According to Hart, if sequestration isn’t averted, then the public will “see the administration demonstrating more flexibility than they say they have.”

Some say Republicans will be entering the meeting with the president not with an intention to fix the sequester but to lay the groundwork for how to fund the government for the rest of the year.

“The trigger is already pulled tomorrow,” Mackenzie Eaglen, resident fellow at American Enterprise Institute, said. “What can come of it?”

Eaglen specializes in defense strategy, budget, military readiness and the defense industrial base. She has worked on defense issues in the U.S. Congress for both the House and Senate and also at the Pentagon in the Office of the Secretary of Defense and on the Joint Staff.

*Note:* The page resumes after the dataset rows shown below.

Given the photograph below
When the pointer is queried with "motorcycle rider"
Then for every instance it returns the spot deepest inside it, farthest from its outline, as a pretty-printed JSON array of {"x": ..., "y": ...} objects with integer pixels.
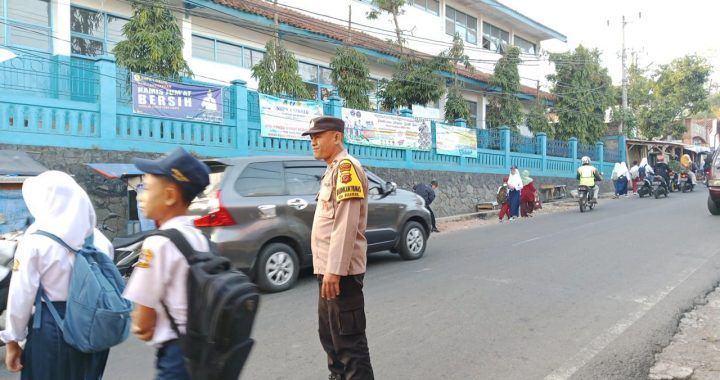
[
  {"x": 662, "y": 169},
  {"x": 587, "y": 175}
]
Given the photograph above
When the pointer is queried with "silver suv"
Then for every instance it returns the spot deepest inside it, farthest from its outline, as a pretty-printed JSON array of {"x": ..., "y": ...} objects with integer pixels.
[{"x": 258, "y": 211}]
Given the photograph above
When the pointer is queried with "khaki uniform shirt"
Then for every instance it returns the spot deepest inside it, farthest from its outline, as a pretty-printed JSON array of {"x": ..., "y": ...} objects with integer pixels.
[{"x": 338, "y": 234}]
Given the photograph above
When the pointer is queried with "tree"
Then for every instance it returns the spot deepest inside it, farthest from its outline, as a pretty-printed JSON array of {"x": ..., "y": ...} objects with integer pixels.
[
  {"x": 153, "y": 42},
  {"x": 677, "y": 91},
  {"x": 455, "y": 106},
  {"x": 537, "y": 121},
  {"x": 277, "y": 73},
  {"x": 505, "y": 108},
  {"x": 394, "y": 8},
  {"x": 414, "y": 82},
  {"x": 583, "y": 90},
  {"x": 350, "y": 73}
]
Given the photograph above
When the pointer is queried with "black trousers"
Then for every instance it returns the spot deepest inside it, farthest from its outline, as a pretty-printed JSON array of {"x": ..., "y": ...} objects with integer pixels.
[
  {"x": 432, "y": 215},
  {"x": 342, "y": 330}
]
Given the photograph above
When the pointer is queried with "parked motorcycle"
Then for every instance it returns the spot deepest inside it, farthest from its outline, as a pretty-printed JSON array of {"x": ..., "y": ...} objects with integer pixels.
[
  {"x": 685, "y": 183},
  {"x": 586, "y": 201},
  {"x": 660, "y": 187},
  {"x": 645, "y": 187}
]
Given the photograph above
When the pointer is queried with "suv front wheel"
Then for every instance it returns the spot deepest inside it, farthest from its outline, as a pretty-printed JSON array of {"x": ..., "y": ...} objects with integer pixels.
[
  {"x": 277, "y": 268},
  {"x": 412, "y": 241}
]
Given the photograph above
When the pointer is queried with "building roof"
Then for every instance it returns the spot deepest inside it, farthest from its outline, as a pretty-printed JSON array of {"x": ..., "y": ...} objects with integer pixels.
[{"x": 341, "y": 35}]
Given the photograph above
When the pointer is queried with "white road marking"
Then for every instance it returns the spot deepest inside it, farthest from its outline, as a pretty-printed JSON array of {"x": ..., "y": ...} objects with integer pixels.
[{"x": 603, "y": 340}]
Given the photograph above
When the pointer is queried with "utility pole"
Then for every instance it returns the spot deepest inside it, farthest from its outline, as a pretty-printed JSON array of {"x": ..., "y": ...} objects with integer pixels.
[{"x": 624, "y": 77}]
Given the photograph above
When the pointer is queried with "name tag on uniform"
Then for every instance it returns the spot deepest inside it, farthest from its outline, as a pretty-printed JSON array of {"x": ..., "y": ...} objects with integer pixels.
[{"x": 348, "y": 184}]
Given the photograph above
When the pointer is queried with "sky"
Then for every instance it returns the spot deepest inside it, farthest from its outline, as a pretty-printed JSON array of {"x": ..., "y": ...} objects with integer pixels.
[{"x": 657, "y": 31}]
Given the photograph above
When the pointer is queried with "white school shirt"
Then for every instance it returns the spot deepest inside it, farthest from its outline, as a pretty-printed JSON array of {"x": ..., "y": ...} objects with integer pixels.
[
  {"x": 40, "y": 260},
  {"x": 160, "y": 276}
]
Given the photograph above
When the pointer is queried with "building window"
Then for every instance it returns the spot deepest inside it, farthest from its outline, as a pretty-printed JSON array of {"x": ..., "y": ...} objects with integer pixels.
[
  {"x": 494, "y": 38},
  {"x": 526, "y": 47},
  {"x": 462, "y": 24},
  {"x": 94, "y": 33},
  {"x": 317, "y": 80},
  {"x": 431, "y": 6},
  {"x": 26, "y": 24},
  {"x": 472, "y": 120},
  {"x": 224, "y": 52}
]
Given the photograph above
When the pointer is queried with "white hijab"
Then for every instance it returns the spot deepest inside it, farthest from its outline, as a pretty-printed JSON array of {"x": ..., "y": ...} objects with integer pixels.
[{"x": 60, "y": 206}]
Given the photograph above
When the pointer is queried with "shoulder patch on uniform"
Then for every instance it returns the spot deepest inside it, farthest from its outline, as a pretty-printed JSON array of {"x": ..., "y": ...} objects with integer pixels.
[
  {"x": 348, "y": 183},
  {"x": 145, "y": 258}
]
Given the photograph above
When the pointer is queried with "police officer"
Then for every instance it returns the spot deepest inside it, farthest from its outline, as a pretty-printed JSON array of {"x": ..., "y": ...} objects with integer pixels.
[{"x": 339, "y": 252}]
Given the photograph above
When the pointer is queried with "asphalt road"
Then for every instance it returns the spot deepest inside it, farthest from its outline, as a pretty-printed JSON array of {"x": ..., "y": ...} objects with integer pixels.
[{"x": 559, "y": 296}]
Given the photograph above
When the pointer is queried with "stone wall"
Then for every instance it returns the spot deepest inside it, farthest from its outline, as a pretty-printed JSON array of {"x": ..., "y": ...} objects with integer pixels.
[{"x": 458, "y": 193}]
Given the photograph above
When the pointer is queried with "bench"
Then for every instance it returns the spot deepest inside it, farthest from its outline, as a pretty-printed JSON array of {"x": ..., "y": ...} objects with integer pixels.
[{"x": 553, "y": 192}]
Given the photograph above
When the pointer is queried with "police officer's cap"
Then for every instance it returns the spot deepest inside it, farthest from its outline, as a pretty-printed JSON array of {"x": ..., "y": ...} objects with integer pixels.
[
  {"x": 325, "y": 123},
  {"x": 191, "y": 174}
]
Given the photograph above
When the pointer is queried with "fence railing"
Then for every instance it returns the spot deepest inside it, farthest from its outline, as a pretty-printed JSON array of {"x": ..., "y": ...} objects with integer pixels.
[{"x": 80, "y": 103}]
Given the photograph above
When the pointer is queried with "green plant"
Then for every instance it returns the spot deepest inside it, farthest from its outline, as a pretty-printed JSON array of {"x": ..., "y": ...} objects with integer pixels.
[
  {"x": 154, "y": 43},
  {"x": 277, "y": 73},
  {"x": 350, "y": 73}
]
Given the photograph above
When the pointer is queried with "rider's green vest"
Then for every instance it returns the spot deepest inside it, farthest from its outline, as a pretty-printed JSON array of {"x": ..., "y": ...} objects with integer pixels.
[{"x": 587, "y": 175}]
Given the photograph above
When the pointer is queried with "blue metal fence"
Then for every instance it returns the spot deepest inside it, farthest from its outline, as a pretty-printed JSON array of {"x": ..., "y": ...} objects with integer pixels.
[{"x": 69, "y": 102}]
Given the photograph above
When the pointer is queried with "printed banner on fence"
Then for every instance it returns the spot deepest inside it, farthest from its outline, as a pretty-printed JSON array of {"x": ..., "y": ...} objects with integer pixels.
[
  {"x": 456, "y": 141},
  {"x": 176, "y": 100},
  {"x": 387, "y": 131},
  {"x": 287, "y": 119}
]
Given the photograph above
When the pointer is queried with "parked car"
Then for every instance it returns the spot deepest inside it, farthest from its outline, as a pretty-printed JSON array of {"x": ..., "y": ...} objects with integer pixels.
[
  {"x": 713, "y": 182},
  {"x": 258, "y": 211}
]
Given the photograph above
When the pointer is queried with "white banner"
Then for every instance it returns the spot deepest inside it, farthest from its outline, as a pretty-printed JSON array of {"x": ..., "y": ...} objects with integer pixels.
[{"x": 387, "y": 131}]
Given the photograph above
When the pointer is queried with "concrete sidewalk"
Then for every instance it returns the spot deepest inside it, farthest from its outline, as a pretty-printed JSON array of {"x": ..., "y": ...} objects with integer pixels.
[{"x": 694, "y": 352}]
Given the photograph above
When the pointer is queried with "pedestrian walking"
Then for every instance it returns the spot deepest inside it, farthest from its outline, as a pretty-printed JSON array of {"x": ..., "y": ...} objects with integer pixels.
[
  {"x": 515, "y": 186},
  {"x": 339, "y": 251},
  {"x": 158, "y": 284},
  {"x": 502, "y": 200},
  {"x": 42, "y": 271},
  {"x": 528, "y": 195},
  {"x": 427, "y": 192},
  {"x": 635, "y": 176}
]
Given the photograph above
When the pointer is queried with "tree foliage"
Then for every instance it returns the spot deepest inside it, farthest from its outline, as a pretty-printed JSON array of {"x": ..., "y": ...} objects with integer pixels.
[
  {"x": 350, "y": 73},
  {"x": 505, "y": 107},
  {"x": 583, "y": 90},
  {"x": 455, "y": 106},
  {"x": 394, "y": 9},
  {"x": 537, "y": 121},
  {"x": 277, "y": 73},
  {"x": 674, "y": 91},
  {"x": 153, "y": 42}
]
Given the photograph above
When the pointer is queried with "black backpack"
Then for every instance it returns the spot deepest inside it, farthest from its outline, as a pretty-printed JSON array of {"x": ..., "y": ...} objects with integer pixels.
[{"x": 222, "y": 303}]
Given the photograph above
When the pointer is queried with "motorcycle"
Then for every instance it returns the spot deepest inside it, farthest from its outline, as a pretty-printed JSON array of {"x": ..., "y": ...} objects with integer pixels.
[
  {"x": 659, "y": 187},
  {"x": 585, "y": 195},
  {"x": 645, "y": 187},
  {"x": 685, "y": 183}
]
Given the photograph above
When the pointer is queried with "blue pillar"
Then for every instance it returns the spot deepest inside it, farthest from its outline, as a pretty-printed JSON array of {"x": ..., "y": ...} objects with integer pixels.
[
  {"x": 622, "y": 148},
  {"x": 334, "y": 106},
  {"x": 107, "y": 97},
  {"x": 572, "y": 145},
  {"x": 505, "y": 144},
  {"x": 458, "y": 123},
  {"x": 241, "y": 116},
  {"x": 542, "y": 143},
  {"x": 408, "y": 152},
  {"x": 600, "y": 152}
]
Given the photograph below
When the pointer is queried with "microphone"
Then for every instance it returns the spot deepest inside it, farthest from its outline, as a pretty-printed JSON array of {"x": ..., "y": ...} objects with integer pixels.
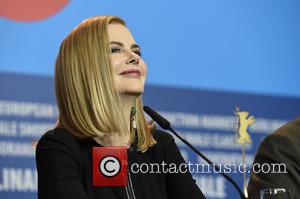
[{"x": 166, "y": 125}]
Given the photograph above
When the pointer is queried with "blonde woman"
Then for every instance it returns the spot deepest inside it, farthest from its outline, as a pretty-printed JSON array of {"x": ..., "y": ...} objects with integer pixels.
[{"x": 99, "y": 79}]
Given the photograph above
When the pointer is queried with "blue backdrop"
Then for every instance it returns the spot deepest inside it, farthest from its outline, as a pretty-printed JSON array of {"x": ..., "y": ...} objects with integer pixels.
[{"x": 204, "y": 58}]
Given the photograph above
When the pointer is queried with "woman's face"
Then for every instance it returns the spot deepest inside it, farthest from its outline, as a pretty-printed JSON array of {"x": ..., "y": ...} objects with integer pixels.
[{"x": 128, "y": 67}]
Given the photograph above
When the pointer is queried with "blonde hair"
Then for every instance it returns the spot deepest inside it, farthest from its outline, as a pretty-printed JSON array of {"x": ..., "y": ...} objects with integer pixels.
[{"x": 88, "y": 103}]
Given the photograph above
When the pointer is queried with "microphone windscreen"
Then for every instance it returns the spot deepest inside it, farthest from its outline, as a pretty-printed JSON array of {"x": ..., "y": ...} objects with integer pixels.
[{"x": 161, "y": 121}]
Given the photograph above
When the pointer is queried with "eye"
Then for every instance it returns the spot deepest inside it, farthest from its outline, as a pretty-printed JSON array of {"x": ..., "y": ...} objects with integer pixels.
[{"x": 115, "y": 50}]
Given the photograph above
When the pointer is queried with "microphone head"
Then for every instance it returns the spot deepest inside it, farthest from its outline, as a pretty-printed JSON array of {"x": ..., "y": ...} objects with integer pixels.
[{"x": 160, "y": 120}]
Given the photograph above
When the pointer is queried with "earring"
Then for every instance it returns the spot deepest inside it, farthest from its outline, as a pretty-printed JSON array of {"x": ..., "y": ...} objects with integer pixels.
[{"x": 132, "y": 117}]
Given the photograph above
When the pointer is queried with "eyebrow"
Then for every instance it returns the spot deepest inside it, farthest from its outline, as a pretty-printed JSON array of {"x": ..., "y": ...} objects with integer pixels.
[{"x": 120, "y": 44}]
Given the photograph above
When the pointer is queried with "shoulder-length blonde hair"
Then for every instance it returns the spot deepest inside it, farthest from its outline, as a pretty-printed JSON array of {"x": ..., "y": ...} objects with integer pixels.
[{"x": 88, "y": 103}]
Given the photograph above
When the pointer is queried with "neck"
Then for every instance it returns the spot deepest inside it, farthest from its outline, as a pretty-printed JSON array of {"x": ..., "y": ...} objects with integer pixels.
[{"x": 127, "y": 101}]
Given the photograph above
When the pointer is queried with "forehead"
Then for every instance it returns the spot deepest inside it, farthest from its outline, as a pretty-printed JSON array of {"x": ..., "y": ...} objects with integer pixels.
[{"x": 118, "y": 32}]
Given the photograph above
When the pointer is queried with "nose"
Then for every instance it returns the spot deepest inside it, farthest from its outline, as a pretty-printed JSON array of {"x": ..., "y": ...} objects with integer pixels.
[{"x": 132, "y": 58}]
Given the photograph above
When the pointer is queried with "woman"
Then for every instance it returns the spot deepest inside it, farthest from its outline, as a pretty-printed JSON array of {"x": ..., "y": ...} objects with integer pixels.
[{"x": 99, "y": 80}]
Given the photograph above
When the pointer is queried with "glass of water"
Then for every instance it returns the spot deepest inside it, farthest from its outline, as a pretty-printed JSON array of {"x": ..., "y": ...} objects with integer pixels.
[{"x": 276, "y": 193}]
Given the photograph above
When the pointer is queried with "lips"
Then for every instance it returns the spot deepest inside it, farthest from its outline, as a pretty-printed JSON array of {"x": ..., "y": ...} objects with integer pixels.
[{"x": 131, "y": 72}]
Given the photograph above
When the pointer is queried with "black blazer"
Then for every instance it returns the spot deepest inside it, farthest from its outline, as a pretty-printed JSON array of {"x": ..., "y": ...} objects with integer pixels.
[
  {"x": 282, "y": 146},
  {"x": 64, "y": 166}
]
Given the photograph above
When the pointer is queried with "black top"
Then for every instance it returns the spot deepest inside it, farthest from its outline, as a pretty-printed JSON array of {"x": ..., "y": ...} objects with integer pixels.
[
  {"x": 282, "y": 146},
  {"x": 64, "y": 166}
]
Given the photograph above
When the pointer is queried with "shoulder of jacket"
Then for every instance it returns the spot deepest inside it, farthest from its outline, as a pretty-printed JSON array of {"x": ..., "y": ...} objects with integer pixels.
[{"x": 61, "y": 139}]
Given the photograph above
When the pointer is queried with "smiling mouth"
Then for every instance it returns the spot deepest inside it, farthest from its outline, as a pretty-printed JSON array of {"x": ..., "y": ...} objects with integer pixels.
[{"x": 131, "y": 73}]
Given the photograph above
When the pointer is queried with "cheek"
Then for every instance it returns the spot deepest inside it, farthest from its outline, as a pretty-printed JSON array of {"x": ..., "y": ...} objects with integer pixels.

As it appears now, lawmakers are more than willing to let the 2013 defense spending cuts and the slashes to the budget for domestic programs happen. When and if the sequestration order is signed by Obama at some point today, the Office of Management and Budget, or OMB, estimates that there will be a 9 percent reduction for nondefense programs and 13 percent reduction for defense programs.

However, though there have been calls from various lawmakers and governors to leaders in Congress to avert these cuts or implement them better, today seems more of a soft deadline. The March 27 continuing resolution deadline is approaching, and lawmakers could take that more seriously because it deals with appropriations to the government, avoiding a shutdown.

“There is no detailed budget for the federal government and so the guidance on how to execute budget cutting from no budget puts the White House in the driver’s seat for determining how to execute the sequester,” Eaglen said.

According to her, the White House has two options at this point: Make the decision to implement the sequester in the harshest, quickest way possible so that it “inflicts pain on the American people to pressure members of Congress to cut a deal,” or decide that government agencies “have the maximum flexibility to decide what lower priorities can be shed and what essential, higher priority missions can be implemented.

“The White House can unilaterally determine that guidance if they wanted to,” she said.

The White House has already instructed that military personnel paychecks and the Department of Veterans Affairs, for example, are exempt from sequester.

“Congress didn’t stop him or pass legislation to express their discontent [for that guidance],” Eaglan said. “Ultimately, this is going to be a political decision. I don’t know which one he will decide. It would be naïve to think politics would not play a role in that decision.”

More than 750,000 people could lose their jobs if sequestration goes through and is not stopped in a few days. Everything from education to food safety and health research will be affected.

But with all these effects set to happen as the various agencies gradually implement the sequester, the possibility of a compromise still looks elusive. Republicans are refusing a bargain that includes taxes. And Democrats remain adamant the inclusion of taxes is a part of the “balanced approach” the president wants to see. Therefore, a compromise between Congress and Obama is the least likely option but remains possible given the current climate of uncertainty in American politics.